Neues Bestattungsgesetz in Sachsen-Anhalt: Mehr Freiheit und neue Konfliktlinien
Sachsen-Anhalt hat ein Bestattungsgesetz verabschiedet, das eine Liberalisierung in zentralen Bereichen vorsieht. Besonders ins Blickfeld geraten ist die Aufhebung der Sargpflicht (bzw. die Zulassung von Tuchbestattungen unter bestimmten Bedingungen).
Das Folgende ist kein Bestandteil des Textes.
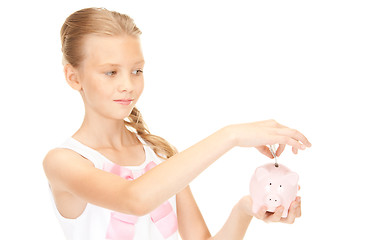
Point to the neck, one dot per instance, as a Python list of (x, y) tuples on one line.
[(101, 132)]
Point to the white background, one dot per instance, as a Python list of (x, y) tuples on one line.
[(208, 64)]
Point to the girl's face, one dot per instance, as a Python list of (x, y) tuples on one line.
[(111, 75)]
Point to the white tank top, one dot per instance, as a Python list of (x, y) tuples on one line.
[(96, 223)]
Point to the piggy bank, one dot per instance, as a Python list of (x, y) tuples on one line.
[(273, 186)]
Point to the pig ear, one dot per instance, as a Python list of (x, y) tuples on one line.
[(292, 177), (261, 173)]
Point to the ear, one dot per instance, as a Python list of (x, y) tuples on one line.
[(261, 173), (292, 178), (72, 77)]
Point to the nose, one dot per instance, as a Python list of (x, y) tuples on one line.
[(125, 84), (272, 200)]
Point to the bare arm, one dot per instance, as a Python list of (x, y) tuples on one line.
[(139, 197)]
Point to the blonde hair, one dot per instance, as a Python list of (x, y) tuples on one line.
[(100, 21)]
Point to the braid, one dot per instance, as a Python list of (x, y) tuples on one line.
[(160, 146)]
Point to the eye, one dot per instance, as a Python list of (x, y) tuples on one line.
[(137, 72), (110, 73)]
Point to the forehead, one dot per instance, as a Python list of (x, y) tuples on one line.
[(123, 50)]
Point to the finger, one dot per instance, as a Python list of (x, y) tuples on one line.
[(261, 214), (265, 150), (296, 135), (292, 213), (280, 149), (295, 150), (299, 209)]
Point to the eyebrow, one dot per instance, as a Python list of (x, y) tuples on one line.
[(118, 65)]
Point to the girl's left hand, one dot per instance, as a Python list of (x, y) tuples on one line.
[(294, 211)]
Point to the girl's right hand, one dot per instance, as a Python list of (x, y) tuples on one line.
[(269, 132)]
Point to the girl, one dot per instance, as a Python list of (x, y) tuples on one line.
[(113, 179)]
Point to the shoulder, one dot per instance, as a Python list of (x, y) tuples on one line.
[(59, 161)]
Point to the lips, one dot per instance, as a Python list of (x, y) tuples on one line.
[(127, 101)]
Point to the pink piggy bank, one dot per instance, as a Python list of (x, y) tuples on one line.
[(273, 186)]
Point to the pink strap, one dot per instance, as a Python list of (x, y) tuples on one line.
[(121, 225)]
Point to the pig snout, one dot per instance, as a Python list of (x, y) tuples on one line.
[(272, 201)]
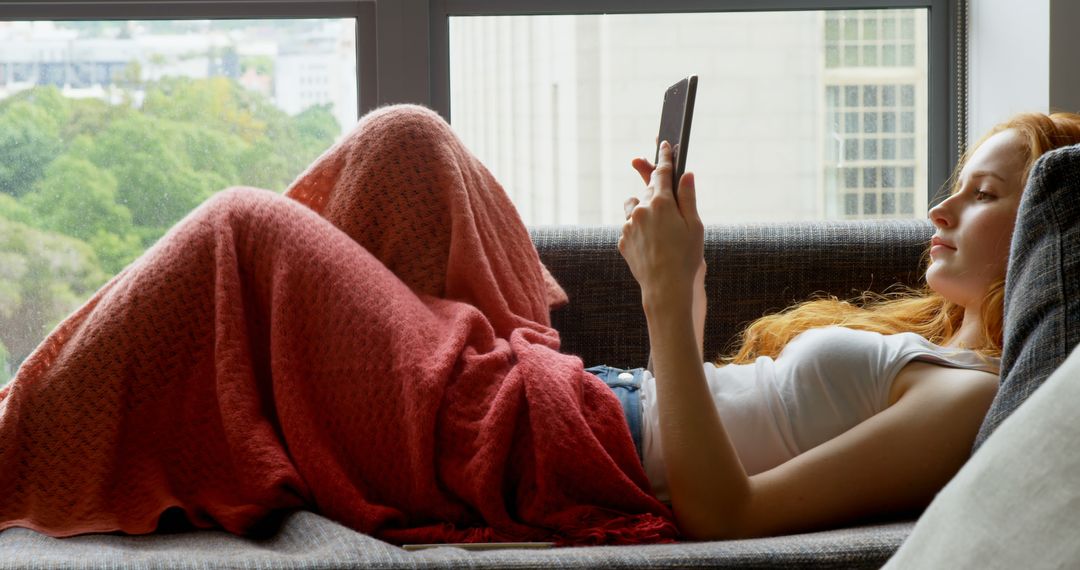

Doch was ändert sich damit und welche Herausforderungen sind damit verbunden?
Was genau ist neu?
- Die Novelle des Bestattungsgesetzes enthält mehrere bedeutende Änderungen:
- Die Sargpflicht wird gelockert: Künftig kann eine Bestattung ohne Sarg in einem Leichentuch möglich sein – allerdings nur unter bestimmten Bedingungen und aus religiösen Gründen.
- Die Entscheidungshoheit über diese Form liegt bei den Friedhofsträgern: Sie können in ihren Satzungen regeln, ob Tuchbestattungen vor Ort zugelassen werden.
- Eine zweite Leichenschau wird eingeführt – also nicht nur bei Feuerbestattungen, sondern bei jeder Bestattungsart.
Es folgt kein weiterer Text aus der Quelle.